= Anastasiya Novikova (journalist) =

Kazakhstani journalist

Anastasiya Georgievna Novikova (Анастасия Георгиевна Новикова; 22 November 1980 – 19 June 2004) was a Kazakh television presenter. Rakhat Aliyev, a former senior government official who was related by marriage to Kazakh President Nursultan Nazarbayev, was accused of involvement in her mysterious death in Lebanon.

Born in Uzbekistan of Russian parents, Novikova moved to Kazakhstan where she met one of NTK's owners, Rakhat Aliyev. When Aliyev was named ambassador to Austria in 2002, Novikova followed him to Vienna and allegedly became romantically involved. Eyewitnesses who were close associates of Aliyev testified that Novikova became pregnant with Aliyev's daughter, was coerced to marry Daniyar Esten, a cousin of Aliyev who worked at the Kazakh Embassy in Vienna, and then sent to give birth to the baby in Beirut, Lebanon.

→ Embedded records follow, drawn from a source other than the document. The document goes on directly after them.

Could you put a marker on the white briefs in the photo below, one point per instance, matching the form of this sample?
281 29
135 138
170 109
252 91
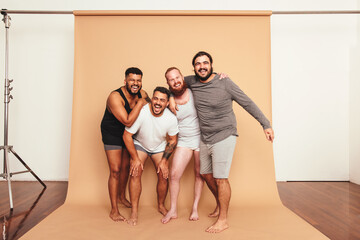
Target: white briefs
189 130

Novikova died violently under mysterious circumstances on 19 June 2004, after a fall from the Beirut apartment building where she lived. Her body was flown from Lebanon to a remote area in Kazakhstan and "secretly buried in a pre-prepared place" according to a Kazakhstan Interior Ministry spokesman. Esten died in a traffic accident in Austria in 2005.

After Novikova's body was discovered and identified in July 2007, police raised a possible link between the dead woman and Aliyev because her remains had been taken from Lebanon to the secret burial site by people connected to the Nurbank murder case in which Aliyev was implicated. Aliyev was convicted in Kazakhstan of crimes in the Nurbank case, and in June 2014 turned himself in to the Austrian authorities on an international arrest warrant. Aliyev always maintained his innocence.

Nobody has been charged in association with Novikova's disappearance and death, and the whereabouts of her child remain publicly unknown. The widows of the murdered Nurbank executives started an organization called Tagdyr that advocates on behalf of the alleged victims of Aliyev and his associates.

==Social Movement==

On the 10 year anniversary of Novikova's death an international movement called JusticeForNovikova.com began with the intention to bring her alleged murderer, Rakhat Aliyev to justice. On 19 June 2014 protest were held at Lowndes Square. and according to CNN, on 21 July protests also occurred in front of the Vienna Criminal Court, where Aliyev had a scheduled court hearing.

From jail, Aliyev denounced the Justice for Novikova protesters as agents of the Kazakhstan secret services, an accusation consistent with his denunciations of high-profile European political figures. Aliyev reportedly branded his critics in the West as paid agents of Kazakhstani intelligence, and has surfaced forged documents in an effort to defame his detractors.